Staying Safe With Hand Sanitiser
Hand sanitiser is becoming a staple product for all homes, businesses and offices. Used in the wrong situation, this product can potentially cause harm. The following questions are commonly asked and may affect your everyday life.
Is hand sanitiser flammable?
A: Yes. Alcohol-based hand sanitizers are classified as Class I Flammable Liquid substances, which mean they have a flash point of less than 100 degrees Fahrenheit - meaning that if the liquid is stored at room temperature, it could ignite if it comes in contact with a flame.
Sanitiser should be rubbed into the hands until they feel completely dry before continuing activities that may involve heat, sparks, static electricity, or open flames. Fast drying sanitisers are widely available in supply companies.

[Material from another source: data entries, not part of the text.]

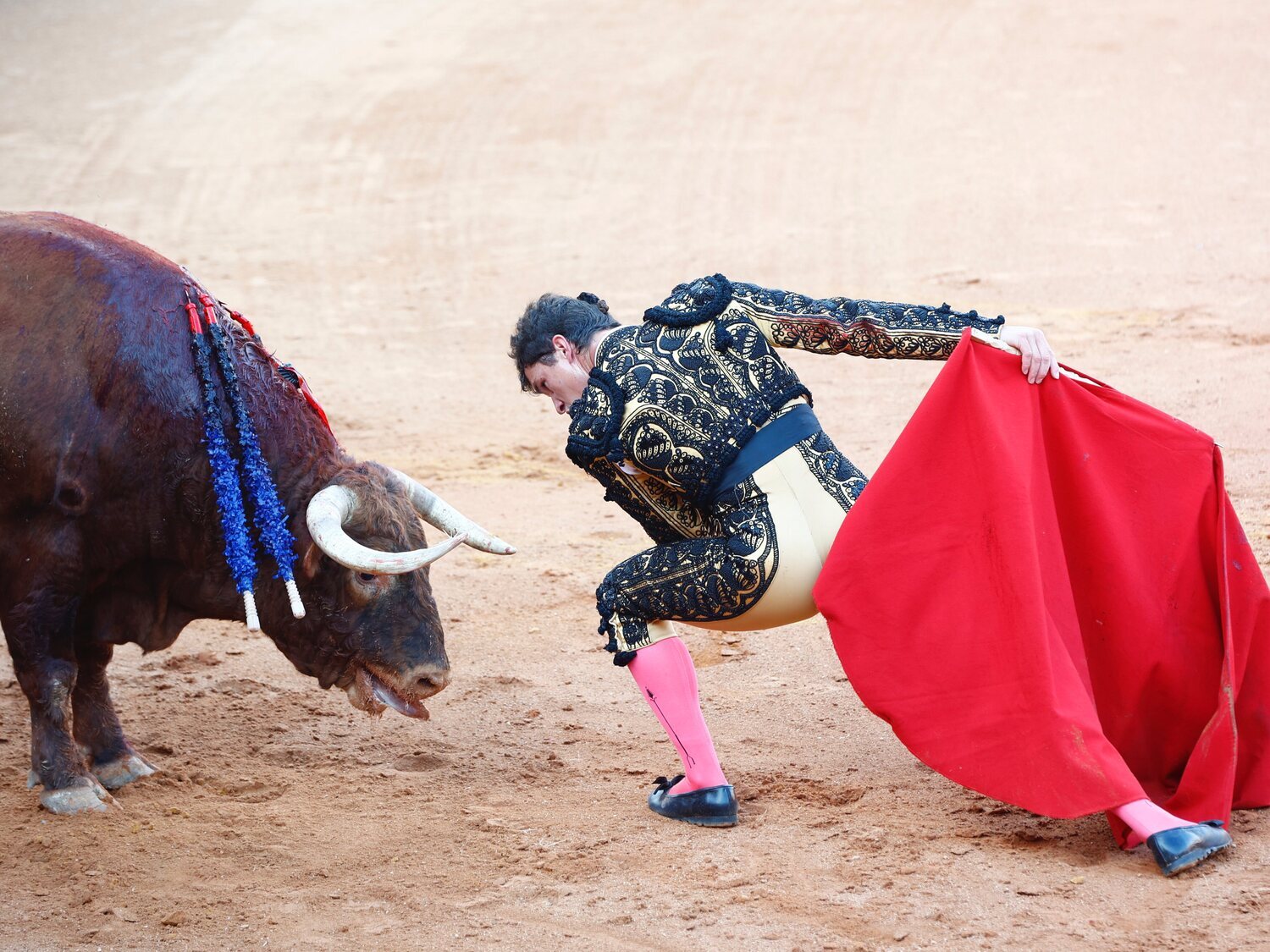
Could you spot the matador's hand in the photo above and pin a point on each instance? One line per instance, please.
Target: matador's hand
(1038, 355)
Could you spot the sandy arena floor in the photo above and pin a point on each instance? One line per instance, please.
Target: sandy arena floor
(381, 187)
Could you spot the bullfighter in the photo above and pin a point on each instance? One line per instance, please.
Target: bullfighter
(695, 426)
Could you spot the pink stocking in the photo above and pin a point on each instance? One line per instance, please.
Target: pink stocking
(1146, 819)
(668, 682)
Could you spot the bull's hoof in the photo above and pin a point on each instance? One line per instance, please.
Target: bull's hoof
(122, 771)
(83, 796)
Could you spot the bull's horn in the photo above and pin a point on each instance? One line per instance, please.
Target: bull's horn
(436, 510)
(327, 515)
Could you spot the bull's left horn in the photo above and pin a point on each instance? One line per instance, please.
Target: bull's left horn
(437, 512)
(327, 515)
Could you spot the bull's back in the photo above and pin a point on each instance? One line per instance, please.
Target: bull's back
(96, 373)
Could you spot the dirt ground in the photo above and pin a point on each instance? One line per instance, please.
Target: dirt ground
(381, 187)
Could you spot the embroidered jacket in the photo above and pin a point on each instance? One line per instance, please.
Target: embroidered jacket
(672, 401)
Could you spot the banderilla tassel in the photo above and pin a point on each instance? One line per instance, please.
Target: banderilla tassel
(225, 482)
(269, 515)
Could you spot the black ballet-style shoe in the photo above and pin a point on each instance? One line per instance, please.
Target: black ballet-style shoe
(1183, 847)
(709, 806)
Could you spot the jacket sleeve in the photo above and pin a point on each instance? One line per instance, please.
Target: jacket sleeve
(832, 325)
(838, 325)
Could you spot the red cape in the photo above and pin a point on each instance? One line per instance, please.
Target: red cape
(1046, 594)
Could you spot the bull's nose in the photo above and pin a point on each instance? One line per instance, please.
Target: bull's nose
(428, 680)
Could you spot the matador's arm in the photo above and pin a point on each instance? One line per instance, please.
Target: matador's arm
(832, 325)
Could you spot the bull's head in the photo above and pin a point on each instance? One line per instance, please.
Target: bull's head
(373, 629)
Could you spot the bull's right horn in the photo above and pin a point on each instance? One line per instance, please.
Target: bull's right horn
(436, 510)
(327, 515)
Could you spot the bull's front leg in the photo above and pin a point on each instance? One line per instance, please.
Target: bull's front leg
(40, 631)
(97, 726)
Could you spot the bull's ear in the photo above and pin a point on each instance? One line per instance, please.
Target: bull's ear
(312, 556)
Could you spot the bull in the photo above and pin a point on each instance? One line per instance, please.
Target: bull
(108, 520)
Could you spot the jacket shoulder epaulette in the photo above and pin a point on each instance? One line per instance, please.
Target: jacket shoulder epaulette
(693, 302)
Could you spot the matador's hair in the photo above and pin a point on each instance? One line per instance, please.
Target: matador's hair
(577, 319)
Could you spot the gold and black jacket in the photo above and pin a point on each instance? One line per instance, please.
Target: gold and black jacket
(672, 401)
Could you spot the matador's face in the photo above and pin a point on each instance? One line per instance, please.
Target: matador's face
(564, 378)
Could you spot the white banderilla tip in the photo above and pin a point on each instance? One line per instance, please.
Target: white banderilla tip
(297, 607)
(253, 619)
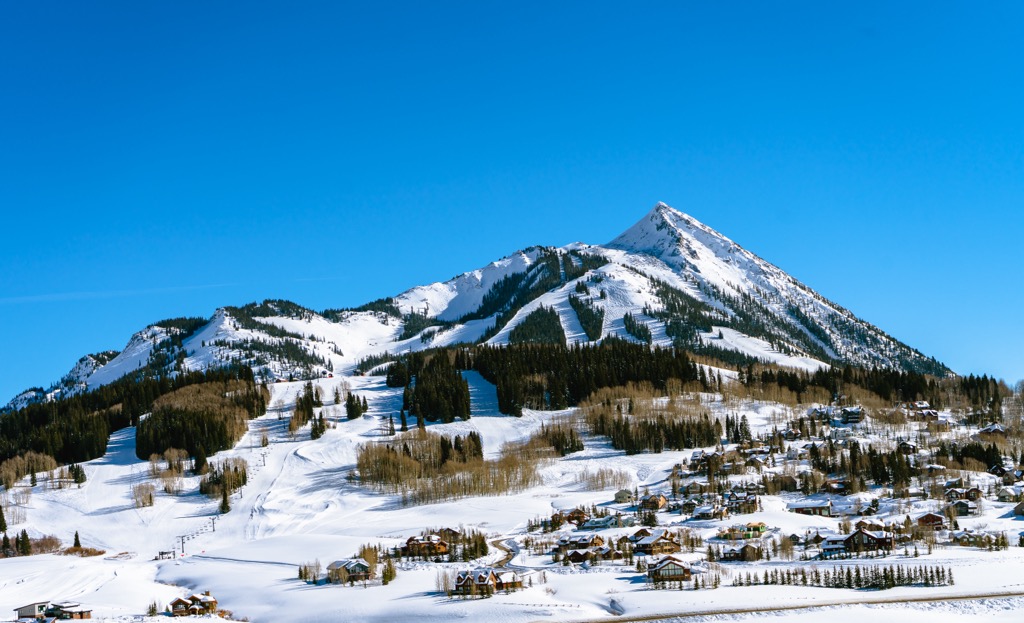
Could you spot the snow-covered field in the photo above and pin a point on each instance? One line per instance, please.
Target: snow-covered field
(299, 505)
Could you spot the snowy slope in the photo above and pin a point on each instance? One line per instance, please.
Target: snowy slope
(691, 287)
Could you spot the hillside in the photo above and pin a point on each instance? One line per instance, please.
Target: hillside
(668, 281)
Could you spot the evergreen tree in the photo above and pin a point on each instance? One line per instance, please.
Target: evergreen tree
(225, 504)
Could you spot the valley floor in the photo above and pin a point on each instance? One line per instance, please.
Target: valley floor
(300, 505)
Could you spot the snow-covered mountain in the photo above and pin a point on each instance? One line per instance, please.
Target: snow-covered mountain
(669, 280)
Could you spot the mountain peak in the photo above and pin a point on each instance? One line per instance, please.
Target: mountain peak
(663, 231)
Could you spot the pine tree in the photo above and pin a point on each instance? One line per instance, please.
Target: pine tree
(225, 504)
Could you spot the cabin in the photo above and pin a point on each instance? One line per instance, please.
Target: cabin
(580, 541)
(747, 552)
(194, 606)
(36, 610)
(870, 540)
(907, 448)
(970, 538)
(654, 501)
(426, 546)
(932, 521)
(611, 521)
(852, 415)
(669, 569)
(812, 507)
(993, 428)
(485, 581)
(963, 508)
(711, 511)
(348, 570)
(69, 611)
(1007, 494)
(860, 540)
(656, 544)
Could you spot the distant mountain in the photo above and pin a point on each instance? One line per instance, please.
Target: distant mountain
(669, 280)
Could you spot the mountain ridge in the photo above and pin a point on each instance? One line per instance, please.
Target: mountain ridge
(688, 285)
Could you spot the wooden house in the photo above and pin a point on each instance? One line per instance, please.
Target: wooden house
(194, 606)
(669, 569)
(349, 570)
(486, 581)
(812, 507)
(36, 610)
(653, 501)
(69, 611)
(963, 508)
(932, 521)
(747, 552)
(656, 544)
(427, 546)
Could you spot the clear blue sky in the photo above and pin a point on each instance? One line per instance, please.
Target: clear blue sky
(162, 159)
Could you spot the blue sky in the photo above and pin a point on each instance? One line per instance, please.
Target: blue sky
(165, 159)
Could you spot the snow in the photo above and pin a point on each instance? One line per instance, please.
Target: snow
(299, 505)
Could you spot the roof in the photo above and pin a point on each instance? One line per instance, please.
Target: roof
(809, 504)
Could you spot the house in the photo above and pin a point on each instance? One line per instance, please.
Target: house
(349, 570)
(36, 610)
(485, 581)
(906, 448)
(870, 540)
(955, 493)
(971, 538)
(836, 487)
(711, 511)
(669, 569)
(974, 494)
(72, 610)
(747, 552)
(993, 428)
(179, 608)
(963, 508)
(611, 521)
(852, 415)
(653, 501)
(657, 543)
(577, 515)
(1007, 494)
(795, 454)
(428, 546)
(814, 507)
(860, 540)
(579, 556)
(792, 434)
(194, 606)
(580, 541)
(933, 521)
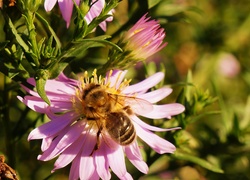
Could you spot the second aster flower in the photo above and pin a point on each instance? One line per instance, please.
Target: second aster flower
(141, 41)
(94, 122)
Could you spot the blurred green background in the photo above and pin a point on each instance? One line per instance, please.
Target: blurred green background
(206, 62)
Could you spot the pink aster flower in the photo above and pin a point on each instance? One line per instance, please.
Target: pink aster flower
(145, 38)
(81, 131)
(66, 7)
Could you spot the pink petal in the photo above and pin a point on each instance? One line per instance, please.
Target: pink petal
(46, 143)
(67, 140)
(69, 154)
(134, 155)
(50, 128)
(164, 111)
(57, 88)
(102, 166)
(157, 143)
(49, 4)
(115, 78)
(116, 161)
(139, 106)
(127, 177)
(145, 84)
(87, 167)
(74, 170)
(157, 95)
(34, 103)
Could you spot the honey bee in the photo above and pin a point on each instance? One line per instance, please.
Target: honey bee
(108, 112)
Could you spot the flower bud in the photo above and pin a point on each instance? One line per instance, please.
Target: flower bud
(144, 39)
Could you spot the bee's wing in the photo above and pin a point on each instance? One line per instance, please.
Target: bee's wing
(139, 106)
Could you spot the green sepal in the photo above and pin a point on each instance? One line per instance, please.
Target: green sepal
(41, 77)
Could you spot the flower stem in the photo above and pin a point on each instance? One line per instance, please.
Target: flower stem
(9, 145)
(32, 36)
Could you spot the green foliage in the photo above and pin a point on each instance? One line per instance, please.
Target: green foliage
(214, 137)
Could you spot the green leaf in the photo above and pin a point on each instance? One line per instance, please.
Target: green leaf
(197, 160)
(41, 76)
(18, 37)
(58, 43)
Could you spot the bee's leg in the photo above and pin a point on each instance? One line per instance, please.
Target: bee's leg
(97, 145)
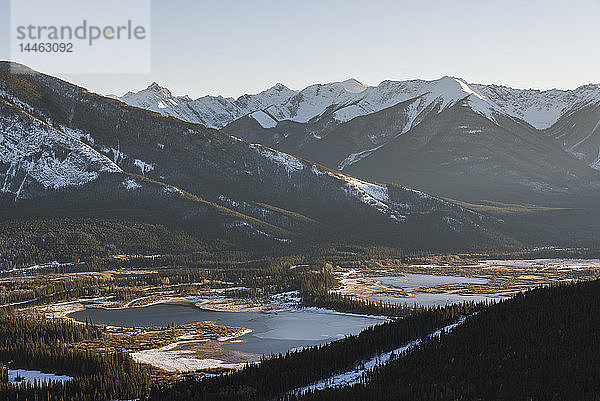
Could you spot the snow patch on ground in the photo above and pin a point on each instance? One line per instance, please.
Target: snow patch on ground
(356, 375)
(143, 166)
(130, 184)
(290, 163)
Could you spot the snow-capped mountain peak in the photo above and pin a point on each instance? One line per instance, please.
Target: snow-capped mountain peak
(351, 98)
(354, 86)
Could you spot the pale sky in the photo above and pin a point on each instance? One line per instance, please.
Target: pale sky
(231, 47)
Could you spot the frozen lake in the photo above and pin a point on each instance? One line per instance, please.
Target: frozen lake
(273, 332)
(413, 282)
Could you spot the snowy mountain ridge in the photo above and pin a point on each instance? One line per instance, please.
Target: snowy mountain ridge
(350, 99)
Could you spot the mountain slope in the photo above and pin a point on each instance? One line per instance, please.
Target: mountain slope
(260, 190)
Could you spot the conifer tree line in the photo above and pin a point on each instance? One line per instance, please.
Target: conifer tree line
(540, 345)
(45, 344)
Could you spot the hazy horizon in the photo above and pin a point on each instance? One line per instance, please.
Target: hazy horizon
(232, 48)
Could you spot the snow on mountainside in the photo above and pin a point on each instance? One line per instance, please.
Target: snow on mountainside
(212, 111)
(541, 109)
(351, 99)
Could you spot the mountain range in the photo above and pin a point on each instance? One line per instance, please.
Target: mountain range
(65, 151)
(456, 139)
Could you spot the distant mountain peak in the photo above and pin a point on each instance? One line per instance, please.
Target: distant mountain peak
(354, 86)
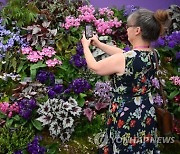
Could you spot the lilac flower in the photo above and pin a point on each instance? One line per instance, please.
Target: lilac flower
(58, 88)
(18, 152)
(155, 83)
(80, 85)
(158, 100)
(79, 49)
(129, 9)
(178, 55)
(45, 77)
(51, 93)
(127, 48)
(26, 107)
(34, 147)
(78, 61)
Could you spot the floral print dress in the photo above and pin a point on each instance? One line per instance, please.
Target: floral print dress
(131, 124)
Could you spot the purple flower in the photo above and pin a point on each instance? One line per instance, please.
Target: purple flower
(171, 44)
(79, 85)
(178, 55)
(129, 9)
(79, 49)
(51, 93)
(155, 83)
(18, 152)
(78, 61)
(58, 88)
(45, 77)
(26, 107)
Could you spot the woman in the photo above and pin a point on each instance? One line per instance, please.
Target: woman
(131, 125)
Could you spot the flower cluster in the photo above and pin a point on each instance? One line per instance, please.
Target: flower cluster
(103, 90)
(45, 77)
(155, 83)
(87, 14)
(175, 80)
(9, 38)
(78, 86)
(78, 60)
(34, 146)
(35, 56)
(9, 109)
(58, 115)
(106, 12)
(12, 76)
(54, 90)
(171, 40)
(26, 107)
(157, 99)
(129, 9)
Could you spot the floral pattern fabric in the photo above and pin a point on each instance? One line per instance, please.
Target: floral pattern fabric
(131, 124)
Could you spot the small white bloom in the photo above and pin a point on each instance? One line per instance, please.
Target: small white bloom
(76, 111)
(45, 119)
(137, 100)
(137, 113)
(72, 101)
(67, 106)
(68, 122)
(61, 115)
(128, 72)
(55, 128)
(65, 136)
(130, 54)
(150, 98)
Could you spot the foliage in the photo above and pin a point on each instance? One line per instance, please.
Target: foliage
(21, 11)
(12, 139)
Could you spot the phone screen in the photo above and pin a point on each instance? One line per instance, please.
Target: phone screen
(89, 31)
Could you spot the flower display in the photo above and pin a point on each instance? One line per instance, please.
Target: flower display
(46, 88)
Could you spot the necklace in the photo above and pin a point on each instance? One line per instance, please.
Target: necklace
(142, 47)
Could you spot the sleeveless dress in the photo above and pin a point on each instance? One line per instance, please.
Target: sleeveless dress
(131, 123)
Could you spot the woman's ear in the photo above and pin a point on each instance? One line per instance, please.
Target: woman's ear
(137, 30)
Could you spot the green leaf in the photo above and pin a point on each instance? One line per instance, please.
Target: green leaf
(81, 99)
(37, 124)
(33, 73)
(16, 117)
(9, 122)
(2, 116)
(38, 65)
(21, 65)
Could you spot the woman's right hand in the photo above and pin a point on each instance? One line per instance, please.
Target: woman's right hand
(95, 41)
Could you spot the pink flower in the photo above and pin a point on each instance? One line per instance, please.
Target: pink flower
(53, 62)
(26, 50)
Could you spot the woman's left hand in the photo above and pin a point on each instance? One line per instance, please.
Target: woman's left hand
(85, 42)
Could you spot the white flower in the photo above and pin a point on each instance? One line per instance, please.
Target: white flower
(128, 72)
(76, 111)
(61, 115)
(137, 113)
(68, 122)
(72, 101)
(137, 100)
(44, 109)
(55, 128)
(67, 106)
(65, 136)
(150, 98)
(45, 119)
(130, 54)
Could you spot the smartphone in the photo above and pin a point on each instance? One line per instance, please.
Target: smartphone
(88, 31)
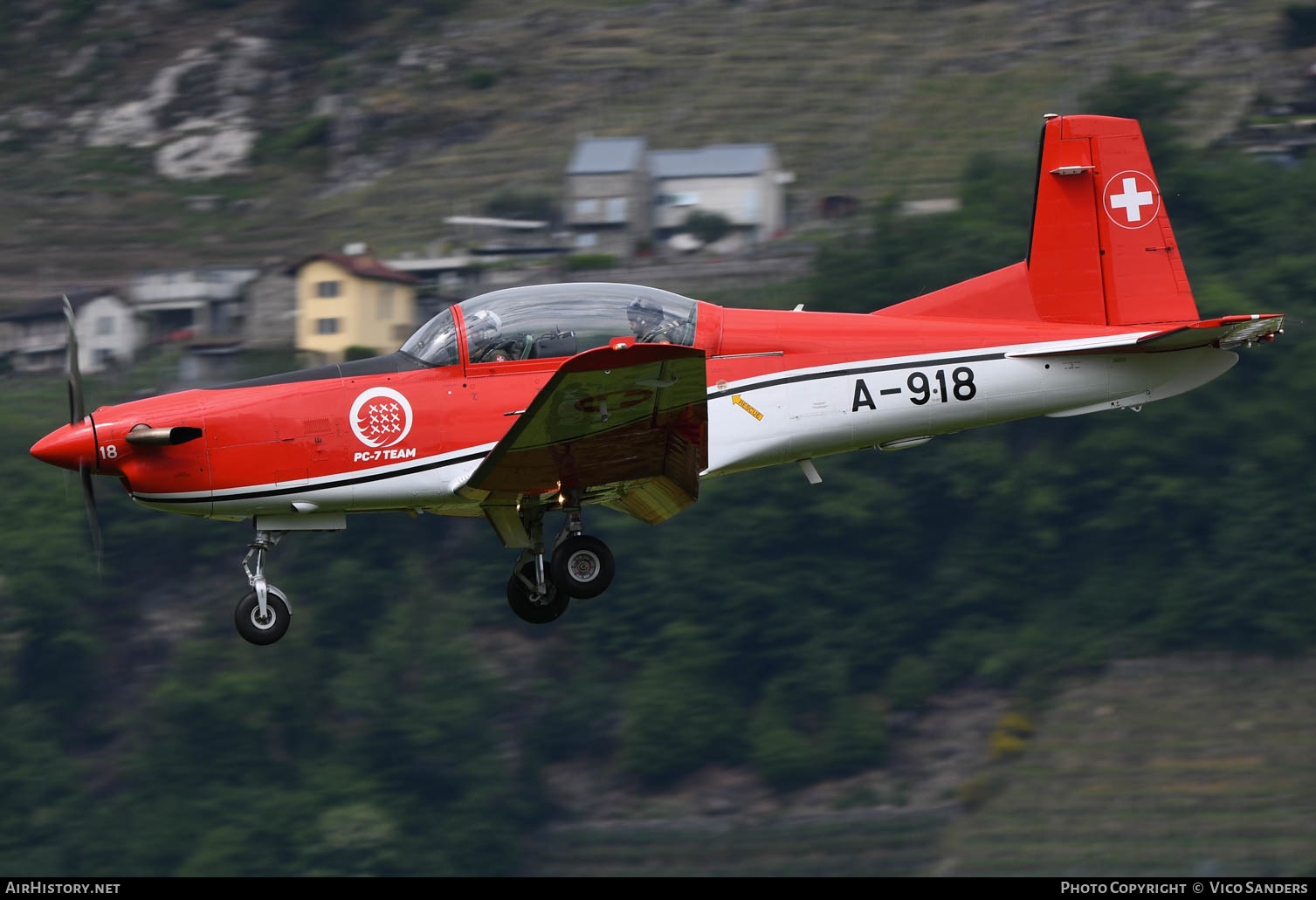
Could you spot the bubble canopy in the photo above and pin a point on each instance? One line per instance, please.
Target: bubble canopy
(555, 320)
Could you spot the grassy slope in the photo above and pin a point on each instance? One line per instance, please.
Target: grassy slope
(861, 99)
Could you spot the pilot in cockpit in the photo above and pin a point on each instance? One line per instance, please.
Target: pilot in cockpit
(485, 334)
(649, 323)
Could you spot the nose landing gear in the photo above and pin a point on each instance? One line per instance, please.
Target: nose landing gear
(264, 615)
(579, 566)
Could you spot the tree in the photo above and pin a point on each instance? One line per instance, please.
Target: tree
(708, 227)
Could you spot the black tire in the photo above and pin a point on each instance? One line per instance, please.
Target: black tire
(583, 566)
(527, 609)
(246, 617)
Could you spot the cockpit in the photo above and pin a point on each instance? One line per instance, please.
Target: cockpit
(555, 320)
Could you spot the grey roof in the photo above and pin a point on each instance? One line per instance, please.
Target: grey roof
(599, 155)
(54, 306)
(713, 161)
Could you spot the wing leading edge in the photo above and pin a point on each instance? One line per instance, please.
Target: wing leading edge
(627, 427)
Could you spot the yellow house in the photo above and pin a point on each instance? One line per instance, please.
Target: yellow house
(352, 301)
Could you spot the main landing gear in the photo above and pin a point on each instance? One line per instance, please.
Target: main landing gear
(578, 566)
(264, 615)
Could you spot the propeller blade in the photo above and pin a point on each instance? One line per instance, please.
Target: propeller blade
(75, 400)
(93, 519)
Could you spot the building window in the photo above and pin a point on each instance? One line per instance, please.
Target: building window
(750, 204)
(683, 199)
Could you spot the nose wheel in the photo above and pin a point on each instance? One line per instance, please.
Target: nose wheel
(259, 628)
(534, 601)
(264, 615)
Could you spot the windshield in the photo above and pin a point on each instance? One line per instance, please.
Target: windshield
(562, 320)
(436, 341)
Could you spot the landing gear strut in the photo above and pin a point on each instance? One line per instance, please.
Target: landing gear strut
(264, 615)
(579, 566)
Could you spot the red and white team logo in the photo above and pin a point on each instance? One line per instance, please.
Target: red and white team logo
(1132, 199)
(381, 417)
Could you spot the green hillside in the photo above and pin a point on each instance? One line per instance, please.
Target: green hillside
(443, 104)
(915, 666)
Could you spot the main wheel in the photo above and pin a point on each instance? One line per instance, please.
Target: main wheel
(262, 630)
(583, 566)
(528, 604)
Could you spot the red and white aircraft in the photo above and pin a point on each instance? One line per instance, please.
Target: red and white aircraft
(534, 400)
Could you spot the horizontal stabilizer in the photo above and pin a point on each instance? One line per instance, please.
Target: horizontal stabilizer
(1223, 333)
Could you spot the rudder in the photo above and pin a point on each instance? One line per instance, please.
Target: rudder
(1102, 251)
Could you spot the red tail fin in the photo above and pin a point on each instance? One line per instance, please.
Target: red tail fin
(1102, 249)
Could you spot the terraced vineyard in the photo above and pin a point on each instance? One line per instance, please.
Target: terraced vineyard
(1163, 767)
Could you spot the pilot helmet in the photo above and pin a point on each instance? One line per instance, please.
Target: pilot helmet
(483, 324)
(644, 315)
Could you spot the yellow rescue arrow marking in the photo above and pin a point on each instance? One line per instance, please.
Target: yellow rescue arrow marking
(745, 406)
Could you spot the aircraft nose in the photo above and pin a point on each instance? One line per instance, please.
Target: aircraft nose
(69, 446)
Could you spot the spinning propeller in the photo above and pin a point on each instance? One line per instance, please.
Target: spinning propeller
(77, 414)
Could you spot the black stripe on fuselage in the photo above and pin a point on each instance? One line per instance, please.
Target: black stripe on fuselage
(324, 485)
(389, 365)
(861, 370)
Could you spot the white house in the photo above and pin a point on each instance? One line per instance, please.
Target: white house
(34, 337)
(195, 301)
(744, 182)
(608, 194)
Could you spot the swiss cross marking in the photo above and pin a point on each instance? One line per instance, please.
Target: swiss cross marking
(1132, 199)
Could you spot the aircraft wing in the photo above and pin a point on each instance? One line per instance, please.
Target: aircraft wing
(1224, 333)
(627, 427)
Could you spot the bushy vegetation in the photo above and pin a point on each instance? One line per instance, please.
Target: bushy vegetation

Is hand sanitiser bad for your skin?
A: No. But overusing hand sanitizers can irritate your skin – The alcohol content and other harsh bacteria-killing ingredients can cause skin sensitivity. You may get some itching or a burning sensation on your hands. Hand sanitizers can also dry out your upper skin layers, causing it to peel.
It’s recommended that you limit usage to your hands and not to other parts of your body. Using hand sanitisers with moisturisers can help prevent dryness and are suitable for sensitive skin.
Is hand sanitiser toxic?
A: No. But hand sanitiser products containing methanol and 1-propanol can be toxic to humans. Methanol or methyl alcohol, also known as wood alcohol, is used to make rocket fuel and antifreeze and; 1-Propanol or 1-propyl alcohol is used to make industrial solvents (a type of cleaner).
Exposure to these chemicals can result in nausea, vomiting, headache, blurred vision, permanent blindness, seizures, coma, permanent damage to the nervous system or death. If someone swallows hand sanitiser, immediately call the Poisons Information Centre on 131 126.
There are a variety of sanitisers available on the market, always check ingredients before purchasing. Medical marketplaces like MedCart can let you choose from wide range of hospital grade hand sanitisers made in Australia and can allow you to check the product’s certification and contact the seller for ingredients check.
Is hand sanitiser safe to eat?
A: No. Any antiseptic agent, including hand sanitizer is not safe to consume. The two main reasons it’s dangerous to drink hand sanitiser is because it contains high concentration of alcohol and may contain a poisonous type of alcohol or other toxic ingredients. Children who lick ethanol-based alcohol off their hands generally recover, but parents should consult Poison Control (131 126) - Available from anywhere in Australia - 24 hours a day, 7 days a week.
Does hand sanitiser burn your eyes?
A: Yes. Hand Sanitiser is greatly harsh on the eyes because it contains high concentration of alcohol, typically in the form of ethanol, which can kill certain cells in the cornea which results to stinging, burning or redness in the eye. If hand sanitizer does get in someone’s eye, especially children who are most susceptible, avoid rubbing it and immediately wash out the affected eye for at least ten minutes with warm water.
If you continue to feel burning or stinging, or experience any vision changes or vision loss, contact your eye doctor immediately, as this is considered an eye emergency and must be treated promptly.
Is hand sanitizer harmful to pets?
A: Yes. Hand sanitizer contains dangerously high levels of ethanol alcohol and can cause alcohol poisoning if ingested in large amount by your pet. Breathing difficulties, seizures, and even death can occur if your pet consumes this product.
If your dog or cat licks your hands after you have used hand sanitiser, this is not cause for concern as they won’t have ingested nearly enough to cause side effects. There is also no need to worry about stroking your pet after using hand sanitiser, as even if they groom themselves immediately after it won't harm them. In either of these cases there would only be a trace amount of hand sanitiser on your hands, which does not pose any risks to our pets.
If you believe your pet is suffering from poisoning, contact your local vet immediately or your closest Animal Emergency Service hospital.